(Name) mengernyitkan kedua alisnya dengan bingung.
"Tentu tidak." Jawahan yang meluncur dari bibir (name) sontak membuat mengukirkan senyum pada wajah William.
Di bawah balutan sinar mentari sore, yang terlihat di dalam manik (e/c) (name) adalah sebuah gambaran dari sebuah lukisan yang amat menyedihkan.
Di luar sana awan masih menari, tapi kegembiraan awan tersebut tidak mencapai ke balik jendela rumah (name).
"Begitu ya ...?" Dengan sebuah jawaban, waktu terasa terhenti.
Sebuah ruang hampa menghampiri dirinya dan mengundangnya masuk ke dalamnya, yang ada di depannya bukan William james Moriarty yang dikenalnya.
Sejak kapan dia berubah?
Pertanyaan itu terngiang-ngiang di dalam kepala (name) sebelum sebuah gerakan halus tercipta di depannya.
William yang sekarang ada di depannya adalah tak lebih maupun tak kurang merupakan seorang manusia yang rapuh. Kehampaan yang di bawa oleh dirinya membuat (name) tidak bisa berkata-kata maupun mengungkapkan perasaan yang ia rasakan saat ini.
Waktu berlalu dengan sangat cepat, (name) sadar akan hal itu. Namun yang ada di depannya adalah sesuatu yang sulit dicerna untuk orang yang baru mengenal William dalam beberapa bulan belakangan.
Apa dia selalu bersikap seperti ini sebelumnya? (Name) tidak yakin.
Tidak ada sepatah katapun yang keluar dari mulut (name) maupun William. Hanya hening yang menyelimuti mereka berdua hingga malam sudah beranjak menyelimuti langit dengan tinta hitamnya.
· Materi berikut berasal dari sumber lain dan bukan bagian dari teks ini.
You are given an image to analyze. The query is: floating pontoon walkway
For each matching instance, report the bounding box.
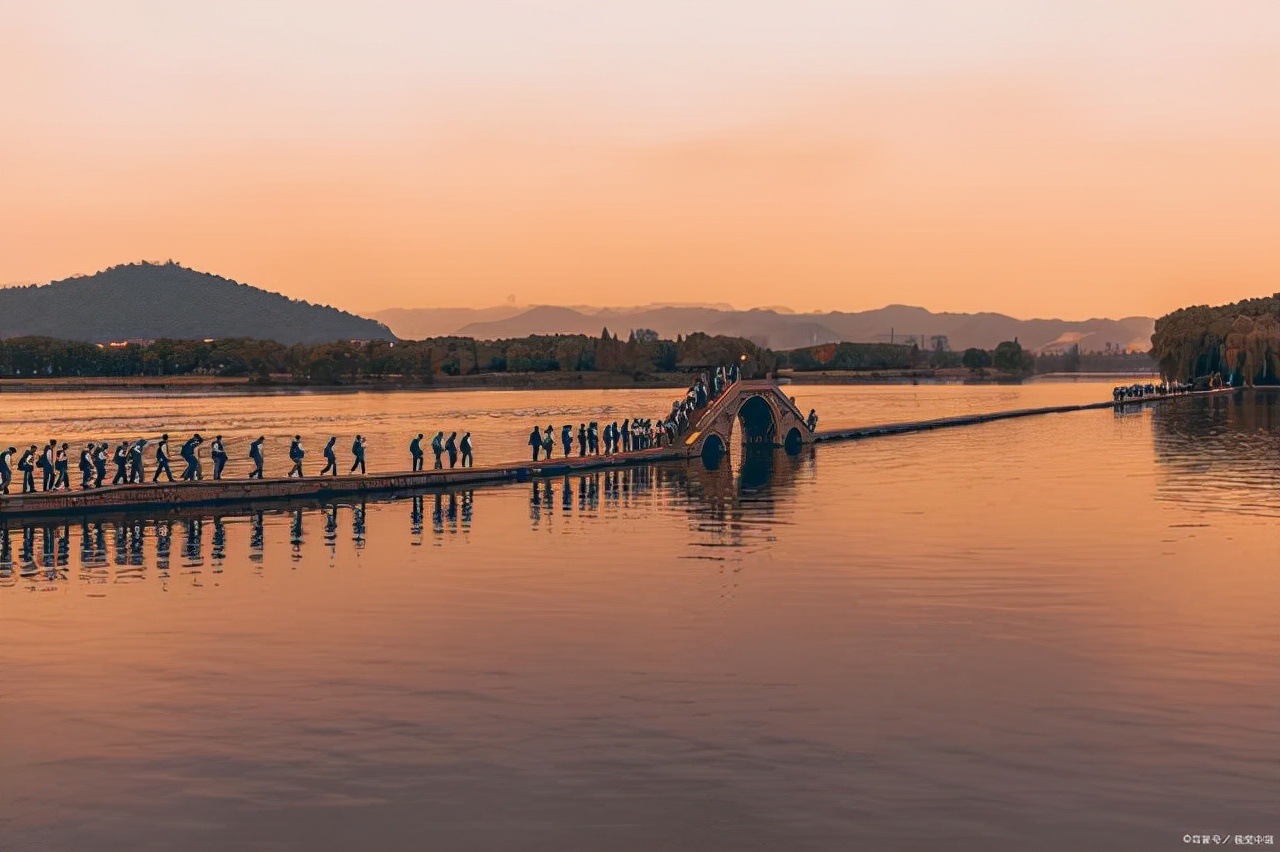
[0,383,1236,519]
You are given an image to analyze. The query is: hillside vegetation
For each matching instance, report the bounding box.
[1151,293,1280,385]
[0,261,394,344]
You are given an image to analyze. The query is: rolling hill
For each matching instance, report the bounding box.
[0,261,396,344]
[378,304,1155,351]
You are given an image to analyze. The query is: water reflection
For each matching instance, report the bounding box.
[0,452,814,583]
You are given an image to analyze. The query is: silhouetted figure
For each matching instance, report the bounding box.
[128,438,147,485]
[320,435,338,476]
[289,435,306,480]
[93,441,111,489]
[248,435,266,480]
[0,446,18,491]
[81,444,96,483]
[349,435,365,476]
[179,432,205,482]
[529,426,543,462]
[54,444,72,491]
[444,432,458,471]
[18,444,36,494]
[36,441,58,491]
[408,432,422,473]
[111,441,129,485]
[209,435,227,481]
[151,435,173,482]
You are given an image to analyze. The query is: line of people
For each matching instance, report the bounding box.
[0,431,475,494]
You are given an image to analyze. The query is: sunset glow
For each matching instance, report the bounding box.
[0,0,1280,319]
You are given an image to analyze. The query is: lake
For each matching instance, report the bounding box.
[0,383,1280,852]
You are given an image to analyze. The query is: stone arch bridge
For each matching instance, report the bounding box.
[678,380,814,458]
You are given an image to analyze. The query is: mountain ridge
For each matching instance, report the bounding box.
[0,261,396,344]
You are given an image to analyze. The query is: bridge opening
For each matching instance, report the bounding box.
[733,397,778,449]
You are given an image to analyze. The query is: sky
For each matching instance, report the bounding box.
[0,0,1280,319]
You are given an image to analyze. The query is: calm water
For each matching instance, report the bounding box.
[0,384,1280,852]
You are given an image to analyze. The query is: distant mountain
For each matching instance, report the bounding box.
[414,304,1155,351]
[0,261,394,344]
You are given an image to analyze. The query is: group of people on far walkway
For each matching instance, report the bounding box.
[408,431,475,473]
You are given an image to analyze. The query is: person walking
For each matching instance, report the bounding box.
[289,435,306,480]
[18,444,36,494]
[81,444,97,491]
[36,440,58,491]
[151,435,173,482]
[0,446,18,494]
[209,435,227,482]
[351,435,365,476]
[248,435,266,480]
[408,432,422,473]
[444,432,458,471]
[179,432,205,482]
[320,435,338,476]
[125,438,147,485]
[93,441,111,489]
[524,426,543,462]
[54,444,72,491]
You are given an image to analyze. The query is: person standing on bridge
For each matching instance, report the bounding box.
[93,441,111,489]
[127,438,147,485]
[0,446,18,494]
[209,435,227,482]
[431,429,445,471]
[320,435,338,476]
[248,435,266,480]
[289,435,306,480]
[408,432,422,473]
[444,432,458,471]
[151,435,173,482]
[348,435,366,476]
[54,443,72,491]
[81,444,97,491]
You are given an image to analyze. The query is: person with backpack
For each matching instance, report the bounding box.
[289,435,306,478]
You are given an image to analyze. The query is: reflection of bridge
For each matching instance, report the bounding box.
[678,380,814,458]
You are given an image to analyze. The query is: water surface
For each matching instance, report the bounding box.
[0,384,1280,852]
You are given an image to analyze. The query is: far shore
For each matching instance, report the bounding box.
[0,368,1162,394]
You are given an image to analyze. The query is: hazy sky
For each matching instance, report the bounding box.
[0,0,1280,319]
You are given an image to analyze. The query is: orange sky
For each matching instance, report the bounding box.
[0,0,1280,319]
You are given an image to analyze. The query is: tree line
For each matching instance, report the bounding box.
[0,329,777,384]
[1151,293,1280,385]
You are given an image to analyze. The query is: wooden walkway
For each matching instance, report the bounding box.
[0,388,1238,519]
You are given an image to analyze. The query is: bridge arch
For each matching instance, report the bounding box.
[684,380,813,459]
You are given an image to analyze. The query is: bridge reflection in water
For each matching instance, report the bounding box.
[0,449,815,587]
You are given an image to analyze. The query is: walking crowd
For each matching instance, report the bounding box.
[0,432,475,494]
Sedari tadi (name) hanya bisa terus mencuri pandang ke arah mata merah yang kini diisi oleh kehampaan. Meski begitu, keindahan yang terpancar dari William saja sudah cukup untuk membuatnya seperti berada di dalam lukisan.
Ah,
Itu benar, selama ini (name) selalu mengagumi William dalam diam tanpa berhasil mengungkapkan perasaannya. Mereka berada pada dua dunia yang jauh berbeda. Ia tidak pernah tahu seperti apa dunia William, pun ia tidak pernah sekalipun mempertanyakannya. Ia hanya terus percaya–sangat berbanding terbalik dengan William yang mengetahui di dunia seperti apa (name) hidup.
Dunia William bagaikan sebuah kotak misteri yang takut (name) buka. Entah apa yang akan menunggunya di dalam sana nanti,
Ia tidak tahu,
Ia takut.
Sembari terus menundukkan kepalanya, tanpa (name) sadari William beranjak dari kursinya dan (name) langsung buru-buru mengikutinya.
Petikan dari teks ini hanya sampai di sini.